Here is one way I have seen, using regular expressions to parse the HTML: http://w3guy.com/php-retrieve-web-page-titles-meta-tags/
How to fetch title from HTML/XML
So i would like to fetch title from url that user enter and show it as normal text. How would you do that?
It's not recommend to parse html with regex, even for simple things.

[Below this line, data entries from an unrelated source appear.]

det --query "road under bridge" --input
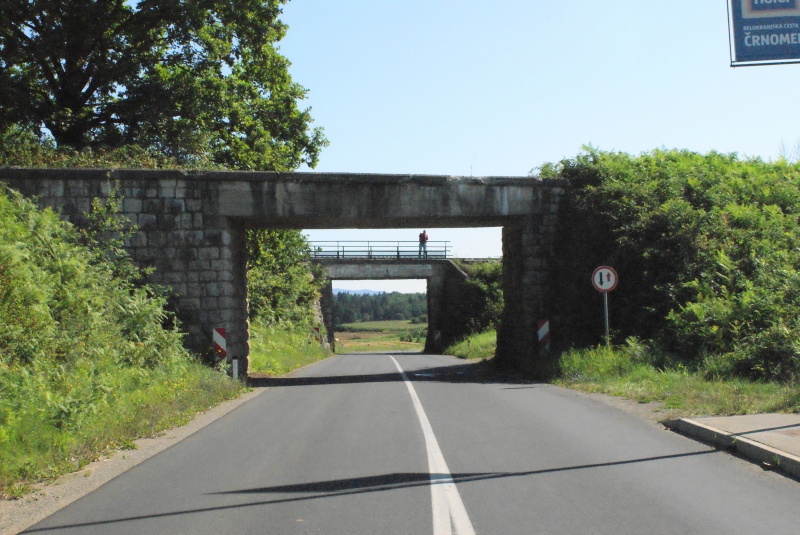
[0,168,564,374]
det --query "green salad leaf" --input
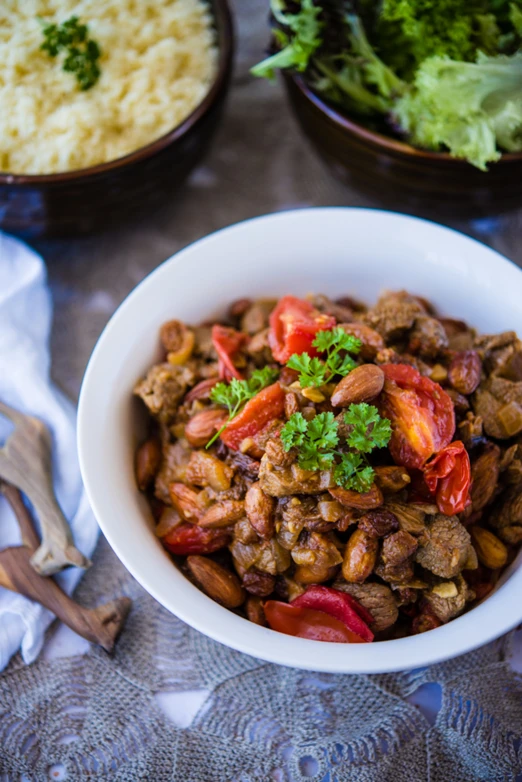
[394,51,522,170]
[252,0,323,79]
[252,0,522,170]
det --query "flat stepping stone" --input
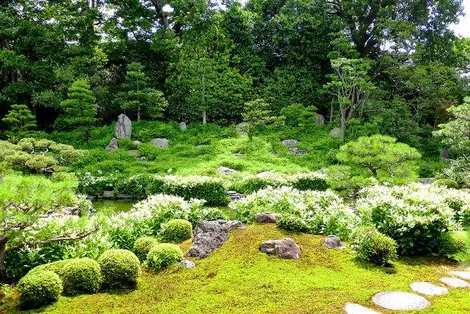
[439,277,470,288]
[372,292,431,311]
[410,282,449,295]
[449,271,470,280]
[344,303,380,314]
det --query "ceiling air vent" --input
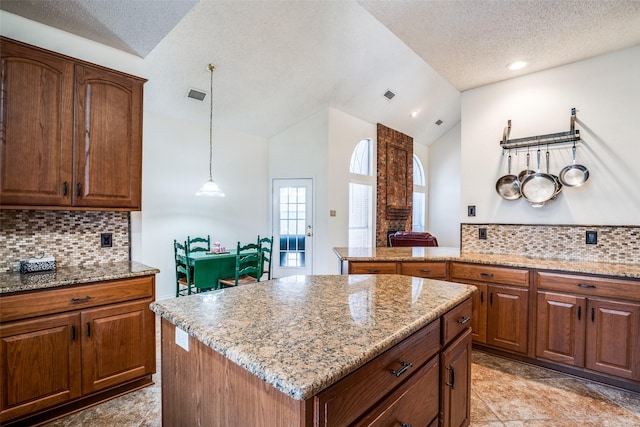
[187,89,207,101]
[384,89,396,101]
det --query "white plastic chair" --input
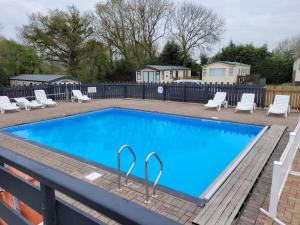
[0,96,20,114]
[15,98,44,110]
[204,92,228,111]
[267,95,291,117]
[235,93,256,114]
[34,90,57,106]
[71,90,91,103]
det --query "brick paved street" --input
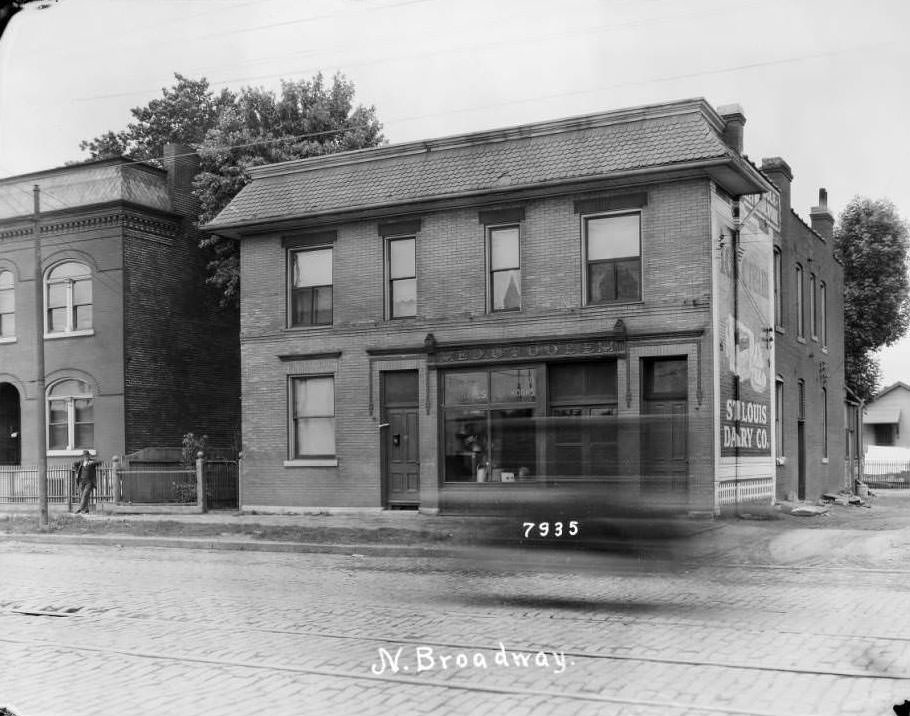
[0,542,910,716]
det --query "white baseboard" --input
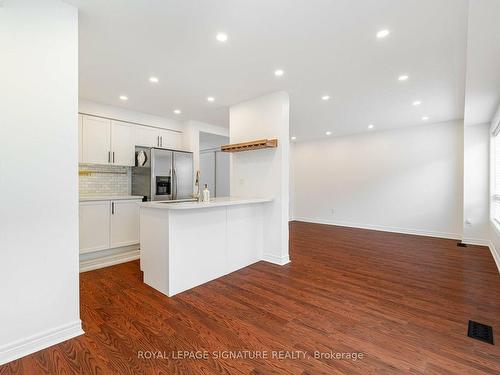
[262,254,290,266]
[80,249,140,272]
[0,319,85,365]
[293,217,462,240]
[462,237,491,247]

See these posts:
http://blog.codinghorror.com/parsing-html-the-cthulhu-way/
http://stackoverflow.com/questions/1732348/regex-match-open-tags-except-xhtml-self-contained-tags
You could use phps built in DOMDocument
Example using DOMDocument to extract the title element from some html:
$title = '';
$dom = new DOMDocument();
if (@$dom->loadHTMLFile($url))
{
$elements = $dom->getElementsByTagName('title');
if ($elements->length > 0)
{
$title = $elements->item(0)->textContent;
}
}
Symfonys DomCrawler component would be another option - it's also included in Laravel:
use Symfony\Component\DomCrawler\Crawler;
$crawler = new Crawler($html);
$crawler->filterXPath('//title')->text();
Yeah, the regex stuff was the first that came to mind. The proper way would be to use the crawler mentioned above or go for Guzzle/Goutte solutions.
Here is one interesting approach I just found (you made me curious about this): http://zrashwani.com/simple-web-spider-php-goutte/
You can do some great stuff with DOMDocument but just pulling the page title, cmon...
The overhead isn't worth it. Read this: http://blog.futtta.be/2014/05/01/php-html-parsing-performance-shootout-regex-vs-dom/
Then do this: https://stackoverflow.com/questions/399332/fastest-way-to-retrieve-a-title-in-php
<?php
function page_title($url) {
$fp = file_get_contents($url);
if (!$fp)
return null;
$res = preg_match("/<title>(.*)<\/title>/siU", $fp, $title_matches);
if (!$res)
return null;
// Clean up title: remove EOL's and excessive whitespace.
$title = preg_replace('/\s+/', ' ', $title_matches[1]);
$title = trim($title);
return $title;
}
?>
Further, using DOMDocument, if the page isn't well formed you'll have problems and the same with different character encodings.
This is an ideal candidate for regular expressions over DOM.
@sitesense Are you sure this isn't a case of premature optimisation? What if later on you want to grab some other data from the page? With regards to the performance, if that is an issue you could always implement some form of caching.
For badly formed html there is: http://php.net/manual/en/book.tidy.php
@WookieMonster I could combat that with "YAGNI"... you aren't gonna need it :)
https://en.wikipedia.org/wiki/You_aren't_gonna_need_it
However, if it's the case that a user enters a url manually and wants to retrieve the title, then speed/resource use is no worry.
"implement some form of caching"... I don't think you've thought this through. We are talking about random websites that we take the title from and then abandon. Caching is the worst thing you could do :)
Just use the right tool for the job.
The overhead of DOMDocument + Tidy, to grab a page title seems way overboard to me.
If we programmed to "what if", we'd never complete a project :)
My philosophy... don't overthink!
It's definitely a large performance gain that shouldn't be ignored. I wrote a scraper in Python a few years ago that used regex over a dom parser to squeeze out extra performance... :)
Thnx guys, i try DOMDocuments and it serves me well, but from some pages i can't parse Title, also, what if i want to fetch excerpt from blog post? Where can i find element which i want to fetch? I tried to find other elements, but i'm not good at it at this point.
You might find the Symfony DOM crawler easier to use (see my first post), this uses XPaths to identify the element. You can find the XPath of an element in chrome by bringing up the inspector, right clicking the node you want and selecting "copy XPath".